The main thing is that debug info can get so large that putting it between things results in relocations being out of range of what the file format can represent. So we put all the stuff than can reference each other w/ relocations up front next to one another. TEXT relocations in particular due to the references being start-of-file relative offsets. It might be OK(ish) for DATA? That would line up with various commit messages. That we're tripping the assert() might imply it's not? Worth exploring a bit to be sure. Debugging when this stuff goes wrong is unpleasant.

For some history on that part, see r231898 and r232842.

test/MC/MachO/ARM/no-tls-assert.ll
2 ↗(On Diff #86382)

Barring something explicitly overriding the behaviour, the order of the .section directives is exactly what determines the order in the object file. That's why a long time ago in a toolchain far, far away we put a preamble in the .s files w/ a bunch of .section directives. That changed with r232842.

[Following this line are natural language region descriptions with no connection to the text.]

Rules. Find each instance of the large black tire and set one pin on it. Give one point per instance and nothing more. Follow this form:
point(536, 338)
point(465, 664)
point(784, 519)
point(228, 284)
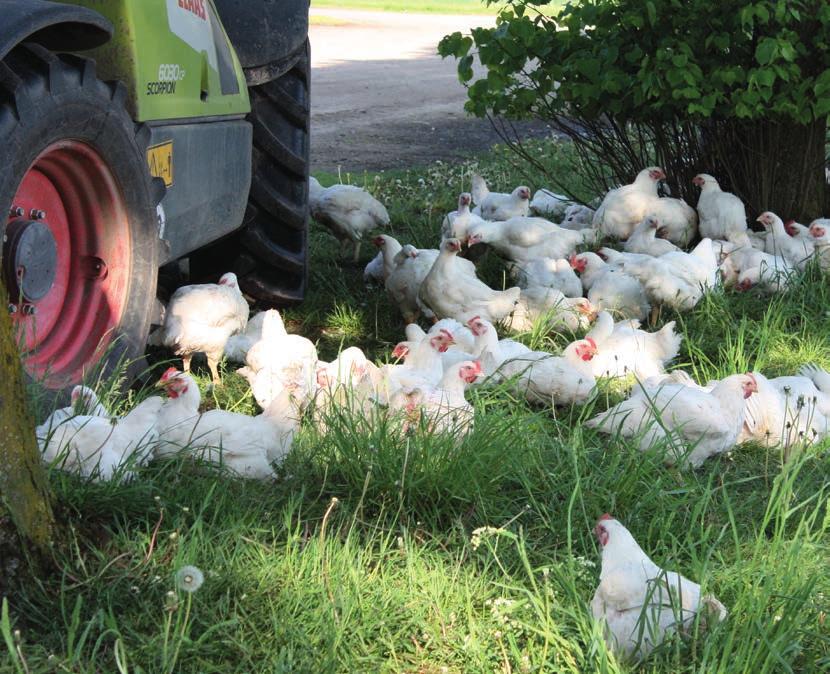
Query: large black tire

Even with that, however, the section ordering should be coming out the same from a .s file. That's a different quirk and needs understood.

Nothing that can have relocations or fixups to or from it should go after the debug info. This patch doesn't seem right to me.

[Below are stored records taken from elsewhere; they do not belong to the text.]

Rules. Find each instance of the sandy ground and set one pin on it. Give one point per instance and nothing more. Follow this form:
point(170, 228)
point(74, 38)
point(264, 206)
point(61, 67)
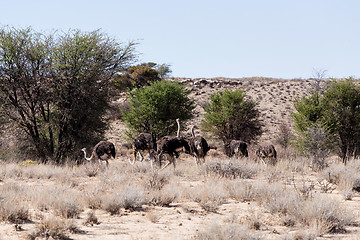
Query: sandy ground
point(185, 219)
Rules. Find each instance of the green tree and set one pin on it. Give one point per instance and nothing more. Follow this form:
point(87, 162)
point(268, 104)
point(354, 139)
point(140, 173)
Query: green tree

What's the motivation for this rule? Less work when striping a binary?

Also we do allow the __DATA/__nl_symbol_ptr section after the dwarf sections today it seems, shouldn't __DATA/__thread_ptr behave very similar?

The main thing is that debug info can get so large that putting it between things results in relocations being out of range of what the file format can represent. So we put all the stuff than can reference each other w/ relocations up front next to one another. TEXT relocations in particular due to the references being start-of-file relative offsets. It might be OK(ish) for DATA? That would line up with various commit messages. That we're tripping the assert() might imply it's not? Worth exploring a bit to be sure. Debugging when this stuff goes wrong is unpleasant.

For some history on that part, see r231898 and r232842.

My impression is that the ordering decisions here are mostly driven by rdar://15623193 which is motivates them with binary diffing / reproducibility of the text/data section independently of dwarf being emitted or omitted. With that motivation we should indeed output __DATA/__nl_symbol_ptr and __DATA/__thread_ptr before the dwarf sections.

Note however that we never did this so far and r232842 specifically adds an exception for __nl_symbol_ptr, so in the short term (=clang-4.0 release) I'd like to go ahead with just adding a similar exception for __thread_ptr as proposed here.

It is probably easy to fix the ordering for both nl_symbol_ptr and thread_ptr but I'd like to attack that in a separate patch for llvm ToT only.

Aha! Yes, that was the piece I'd forgotten. Thank you.

I agree that keeping changes minimal for 4.0 and doing the more interesting long term things on trunk is best.

This revision was automatically updated to reflect the committed changes.